Era, o fue, el mejor crítico que jamás escuché. Quizá no fuera el mejor, pero sí el más crítico. Lo que es innegable es que jamás lo escuché, porque Jorge Ibargüengoitia se mató en un accidente de coche en Madrid en 1983, cuando yo nací.
Con apellido muy vasco – quién sabe si hijo de emigrantes-, este nada longevo escritor, alumbró antes de matarse algunos de los mejores libros que yo he leído.
Pasó casi toda su vida de autor fuera de México, su país y, aún así, escribía como nadie sobre la forma de ser mexicana, que conocía a la perfección y criticaba con disparos certeros. Entre todos sus libros, por lo gracioso, hay uno titulado Instrucciones Para Vivir en México que es mi favorito, un recetario construido con los artículos que publicaba en el diario El Excélsior.
En el libro, enumera las costumbres –vicios- típicamente mexicanas que le irritan. Las hay absurdas – como la debilidad de los mexicanos por comprar flores para los entierros, exclusivamente cuando concurren dos supuestos: no conocer al finado y que siempre sea corona más barata-, dramáticas –como la pasión de todos los Generales por llevar a cabo levantamientos militares y después gobernar pensando en todas las traiciones sufridas, las que podría haber sufrido y las que le quedan por sufrir, e irremediables – como el complejo del mexicano por ser chaparrito, gordo y prieto o, en su caso, chaparrita, gorda y prieta-.
A mi este ejercicio de distancia siempre me llamó la atención, pero confieso que, a diferencia de Ibargüengoitia, con la distancia sólo me sale pensar en aquellas costumbres que, lejos de irritarme, me seducen. Ésas que sólo aquí existen e igualan a los naturales de Sanlúcar o Cadaqués y los distinguen de un alemán o un chino.
Quizá por tener delante la décima ración de croquetas de El Torero en la semana que llevo en Ronda, el rasgo que más me agrada, y que descubrí hace mucho, es comer por raciones. Sólo aquí se puede comer por raciones.
Para ser ración, no basta con que un plato se coloque en el centro, ni que se pueda compartir. Obviamente, ésos los hay por todas partes. La ración tiene que constar de un número considerable de unidades –de lo que sea- para que todos puedan comer. Va acompañada de pan –o piquitos- y un vaso lleno de tenedores. La ración siempre está hirviendo y el primero que come tiene prohibido confesar que sufre quemaduras en el cielo de la boca, hasta que al menos dos o tres personas más han padecido la misma abrasión. Aunque la ración es una unidad de medida (que se divide, respectivamente en media-ración y tapa), es imposible calibrar cuántas personas pueden comer a la vez. Eso, salvo que se trate de un guiri, porque todos los guiris piden una ración de boquerones en vinagre para una sola persona, que luego son incapaces de terminar.

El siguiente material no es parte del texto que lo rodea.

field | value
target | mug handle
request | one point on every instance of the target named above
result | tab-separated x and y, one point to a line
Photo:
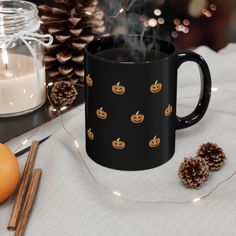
205	94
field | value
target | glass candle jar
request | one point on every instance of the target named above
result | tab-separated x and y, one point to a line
22	71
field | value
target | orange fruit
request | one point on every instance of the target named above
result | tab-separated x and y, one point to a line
9	172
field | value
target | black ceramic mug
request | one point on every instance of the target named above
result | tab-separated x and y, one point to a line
131	101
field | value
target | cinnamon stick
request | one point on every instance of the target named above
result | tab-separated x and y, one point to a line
29	200
20	197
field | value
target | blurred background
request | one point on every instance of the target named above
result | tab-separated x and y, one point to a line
189	23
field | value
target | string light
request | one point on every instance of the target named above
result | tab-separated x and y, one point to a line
119	194
121	10
25	141
196	199
154	201
88	13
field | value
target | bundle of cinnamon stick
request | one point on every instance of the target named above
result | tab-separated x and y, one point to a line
26	193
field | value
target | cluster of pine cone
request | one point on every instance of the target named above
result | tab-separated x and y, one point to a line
194	171
72	23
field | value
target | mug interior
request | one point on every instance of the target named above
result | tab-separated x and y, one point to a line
129	41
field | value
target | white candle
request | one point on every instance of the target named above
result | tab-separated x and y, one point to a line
20	90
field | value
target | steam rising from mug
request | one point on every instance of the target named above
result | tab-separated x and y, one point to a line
129	23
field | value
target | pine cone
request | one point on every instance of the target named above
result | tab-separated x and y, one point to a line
72	23
63	93
193	171
213	155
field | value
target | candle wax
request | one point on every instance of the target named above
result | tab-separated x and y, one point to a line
19	88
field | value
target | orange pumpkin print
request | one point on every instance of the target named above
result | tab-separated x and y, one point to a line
101	114
156	87
137	118
118	144
154	142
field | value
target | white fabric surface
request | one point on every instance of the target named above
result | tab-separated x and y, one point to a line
70	203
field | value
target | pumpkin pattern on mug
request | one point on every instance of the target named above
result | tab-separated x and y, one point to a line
118	144
101	114
118	89
168	110
137	118
154	142
156	87
89	80
90	134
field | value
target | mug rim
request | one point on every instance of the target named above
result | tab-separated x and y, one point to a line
95	57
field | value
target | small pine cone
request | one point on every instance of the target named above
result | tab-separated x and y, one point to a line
213	155
73	24
63	93
193	171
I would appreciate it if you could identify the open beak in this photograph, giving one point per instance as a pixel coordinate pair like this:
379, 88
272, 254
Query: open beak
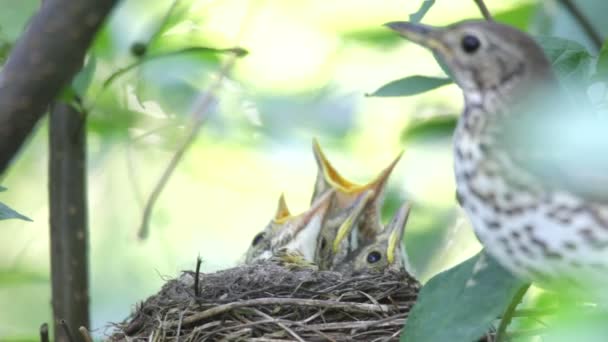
347, 226
396, 228
424, 35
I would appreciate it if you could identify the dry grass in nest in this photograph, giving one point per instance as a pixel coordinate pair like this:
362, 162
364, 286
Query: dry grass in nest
267, 302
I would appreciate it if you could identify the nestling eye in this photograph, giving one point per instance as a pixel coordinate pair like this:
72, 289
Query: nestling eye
373, 257
470, 43
257, 239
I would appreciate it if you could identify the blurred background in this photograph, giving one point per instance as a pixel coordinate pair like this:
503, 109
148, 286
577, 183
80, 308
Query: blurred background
310, 65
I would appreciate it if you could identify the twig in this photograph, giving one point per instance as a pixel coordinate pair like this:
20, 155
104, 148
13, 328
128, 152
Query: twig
86, 336
501, 332
389, 321
66, 329
44, 332
239, 52
198, 119
584, 22
281, 325
197, 274
484, 10
352, 307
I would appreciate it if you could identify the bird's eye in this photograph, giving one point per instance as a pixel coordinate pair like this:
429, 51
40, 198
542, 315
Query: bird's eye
373, 257
470, 43
257, 239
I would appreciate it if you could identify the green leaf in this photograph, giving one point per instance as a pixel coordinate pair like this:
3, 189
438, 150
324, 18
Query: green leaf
424, 8
7, 213
430, 129
83, 79
461, 303
411, 85
601, 72
519, 17
571, 60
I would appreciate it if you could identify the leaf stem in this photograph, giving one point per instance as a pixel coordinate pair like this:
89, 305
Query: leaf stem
501, 333
484, 10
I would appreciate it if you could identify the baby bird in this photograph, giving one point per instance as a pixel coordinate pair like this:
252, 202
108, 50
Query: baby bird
385, 252
347, 193
288, 235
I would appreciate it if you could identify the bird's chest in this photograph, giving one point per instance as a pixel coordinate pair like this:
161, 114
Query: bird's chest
539, 235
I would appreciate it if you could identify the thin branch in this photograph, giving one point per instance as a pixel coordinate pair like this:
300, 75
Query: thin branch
68, 215
42, 62
484, 10
239, 52
66, 330
86, 335
197, 275
501, 333
200, 114
44, 332
584, 22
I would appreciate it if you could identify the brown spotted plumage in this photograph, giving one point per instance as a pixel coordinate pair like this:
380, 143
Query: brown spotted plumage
530, 160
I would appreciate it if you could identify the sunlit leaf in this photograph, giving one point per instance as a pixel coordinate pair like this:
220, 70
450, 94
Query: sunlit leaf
430, 129
424, 8
411, 85
18, 277
8, 213
601, 72
519, 16
460, 304
380, 37
571, 60
83, 79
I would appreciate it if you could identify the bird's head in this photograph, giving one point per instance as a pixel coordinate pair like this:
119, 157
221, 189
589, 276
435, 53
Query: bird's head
483, 57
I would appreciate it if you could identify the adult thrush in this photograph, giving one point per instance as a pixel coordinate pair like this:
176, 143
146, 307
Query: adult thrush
530, 159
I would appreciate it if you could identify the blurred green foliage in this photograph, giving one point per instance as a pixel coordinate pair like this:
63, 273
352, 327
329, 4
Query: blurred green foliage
309, 66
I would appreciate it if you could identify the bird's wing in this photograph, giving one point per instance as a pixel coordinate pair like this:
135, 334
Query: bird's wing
561, 146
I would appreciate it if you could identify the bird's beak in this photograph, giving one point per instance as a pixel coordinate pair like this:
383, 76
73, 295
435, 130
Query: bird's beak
424, 35
396, 228
347, 226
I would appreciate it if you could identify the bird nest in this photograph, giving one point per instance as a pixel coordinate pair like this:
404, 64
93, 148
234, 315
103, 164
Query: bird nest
269, 302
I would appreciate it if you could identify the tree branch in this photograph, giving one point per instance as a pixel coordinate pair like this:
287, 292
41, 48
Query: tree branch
584, 22
42, 62
68, 217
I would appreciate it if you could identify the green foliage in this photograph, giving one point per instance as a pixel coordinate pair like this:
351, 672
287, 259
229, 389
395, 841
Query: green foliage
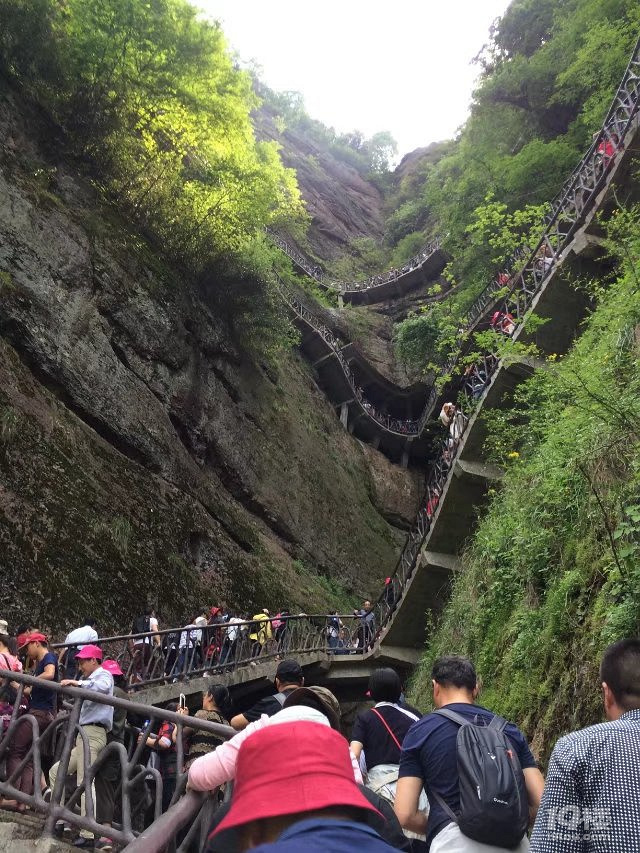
494, 226
148, 96
371, 156
553, 573
416, 339
548, 73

Y es que, más allá de nuestros monumentos, la Rambla o el Sacromonte, de que prohíban los toros o los declaren de interés público, más allá de la Semana Santa, los Sanfermines, el fútbol o Raúl, el rasgo más extraordinariamente distintivo de este país y de la gente que de aquí se siente – nacidos en Estepona, Los Ángeles o Nueva York- es que fue concebido para estar alrededor de una mesa, sentados o preferiblemente de pie, con una caña (algo que tampoco existe en ningún otro lugar) y compartiendo mucho más que un plato de fritura, servilletas de papel o la cestita con el pan. Se trata de pagar a escote, donde todos ponen por igual, cada uno lo que tiene o un día invitas tú y la siguiente la pago yo. De convivir, por encima de vivir.
Eso, que no es la ración, sino una cosmovisión más generosa, más comunitaria o, simplemente, más arrimada de la existencia, es lo que nos hace distintos a otros lugares y otras gentes, lo que echamos de menos cuando estamos lejos y disfrutamos al regresar y, probablemente, la causa de que nos gusten tanto las croquetas.